OpenAI GPT-4.5 Successfully Passes Turing Test

2025-04-03

Recently, a new preprint study has unveiled that OpenAI's GPT-4.5 large language model achieved remarkable results in a three-party version of the Turing Test. The Turing Test has long been considered the benchmark for determining whether a machine exhibits human-like intelligence. In this test, GPT-4.5 excelled by successfully surpassing the ability of human interrogators to distinguish between human and machine.

In this study, which is still awaiting peer review, researchers developed an experimental setup where participants engaged in text-based conversations with both a human and an AI, tasked with identifying which was human. When GPT-4.5 was prompted to adopt a specific persona during the chat, it was perceived as human 73% of the time—far exceeding the 50% probability expected from random guessing. This outcome signifies a significant milestone in the evolution of the Turing Test.

Besides GPT-4.5, the research also evaluated Meta's LLaMa 3.1-405B model, OpenAI’s GPT-4o, and the earlier chatbot ELIZA. The findings revealed that participants could not differentiate between humans and either GPT-4.5 or LLaMa (when provided with persona cues) any better than random chance. In some cases, GPT-4.5 was even more frequently identified as human than actual human participants.

The Turing Test was first proposed by British mathematician and computer scientist Alan Turing in 1950. It assesses machine intelligence through text-based dialogues, positing that if an interrogator cannot reliably determine which entity is human and which is a machine, the machine may possess a form of human-like intelligence.

In this latest study, researchers conducted the Turing Test online. Nearly 300 participants were randomly assigned roles as interrogators or one of two "witnesses," with the other witness being a chatbot. A key factor in the experiment was how the AI models were prompted: either without persona cues or with them. Without persona prompts, GPT-4.5 only achieved a success rate of 36%, significantly lower than the 73% when persona cues were applied. By comparison, GPT-4o (the current ChatGPT version), which was tested exclusively without persona cues, achieved just a 21% success rate.

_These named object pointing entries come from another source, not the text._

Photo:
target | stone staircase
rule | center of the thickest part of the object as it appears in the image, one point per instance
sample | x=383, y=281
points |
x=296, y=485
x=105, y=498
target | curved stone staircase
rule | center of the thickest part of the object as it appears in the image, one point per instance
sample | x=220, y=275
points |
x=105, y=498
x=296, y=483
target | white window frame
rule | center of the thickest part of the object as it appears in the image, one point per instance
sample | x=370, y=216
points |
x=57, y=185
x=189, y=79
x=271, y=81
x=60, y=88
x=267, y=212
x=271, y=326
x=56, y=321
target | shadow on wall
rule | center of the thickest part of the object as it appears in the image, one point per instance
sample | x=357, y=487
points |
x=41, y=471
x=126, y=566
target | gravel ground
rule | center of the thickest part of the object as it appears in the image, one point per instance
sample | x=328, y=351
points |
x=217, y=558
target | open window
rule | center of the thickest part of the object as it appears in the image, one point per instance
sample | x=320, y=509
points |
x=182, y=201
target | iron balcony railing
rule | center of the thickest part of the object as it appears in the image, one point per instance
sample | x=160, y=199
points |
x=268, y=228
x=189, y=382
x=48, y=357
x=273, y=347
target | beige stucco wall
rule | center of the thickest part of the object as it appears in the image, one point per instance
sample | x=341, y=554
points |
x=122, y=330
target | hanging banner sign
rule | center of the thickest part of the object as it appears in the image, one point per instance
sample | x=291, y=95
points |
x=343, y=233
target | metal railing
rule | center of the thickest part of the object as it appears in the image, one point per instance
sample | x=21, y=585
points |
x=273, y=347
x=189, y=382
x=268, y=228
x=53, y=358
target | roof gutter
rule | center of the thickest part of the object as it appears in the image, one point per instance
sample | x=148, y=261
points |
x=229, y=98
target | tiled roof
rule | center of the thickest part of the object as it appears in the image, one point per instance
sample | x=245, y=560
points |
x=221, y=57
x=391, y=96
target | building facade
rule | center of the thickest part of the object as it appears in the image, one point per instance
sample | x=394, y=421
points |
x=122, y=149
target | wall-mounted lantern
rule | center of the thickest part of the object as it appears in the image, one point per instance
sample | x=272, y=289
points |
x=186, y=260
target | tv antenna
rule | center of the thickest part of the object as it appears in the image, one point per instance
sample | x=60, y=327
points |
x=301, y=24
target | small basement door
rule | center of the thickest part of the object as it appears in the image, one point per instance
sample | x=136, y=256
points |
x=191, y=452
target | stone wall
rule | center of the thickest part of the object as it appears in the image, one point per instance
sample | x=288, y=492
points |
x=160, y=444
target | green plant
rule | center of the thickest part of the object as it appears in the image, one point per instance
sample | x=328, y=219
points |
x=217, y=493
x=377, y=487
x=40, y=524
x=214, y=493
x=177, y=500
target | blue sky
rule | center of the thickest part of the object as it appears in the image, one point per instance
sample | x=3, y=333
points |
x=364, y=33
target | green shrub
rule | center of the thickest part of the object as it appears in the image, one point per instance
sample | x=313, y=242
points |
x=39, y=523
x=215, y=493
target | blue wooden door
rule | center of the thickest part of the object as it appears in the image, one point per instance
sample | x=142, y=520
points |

Despite GPT-4.5’s notable performance, this does not imply that it possesses true human-level intelligence. The Turing Test is more of a thought experiment than a definitive measure. Although large language models are trained on vast amounts of human-generated text and can generate plausible responses to unfamiliar questions, they still lack genuine human cognition.

Cameron Jones, the lead author of the study and a researcher at the Language and Cognition Lab at the University of California, San Diego, stated that his findings do not definitively prove that large language models have human-like intelligence. However, he noted that the results further demonstrate these models' ability to convincingly mimic human behavior in short interactions, potentially leading to increased automation in workplaces, heightened social engineering threats, and broader societal disruptions.

Finally, Jones emphasized that the Turing Test serves not only as a gauge for machines but also reflects humanity’s evolving perceptions of technology. As people grow more accustomed to interacting with AI, they may become better at recognizing artificial entities, meaning the outcomes of the Turing Test are not set in stone.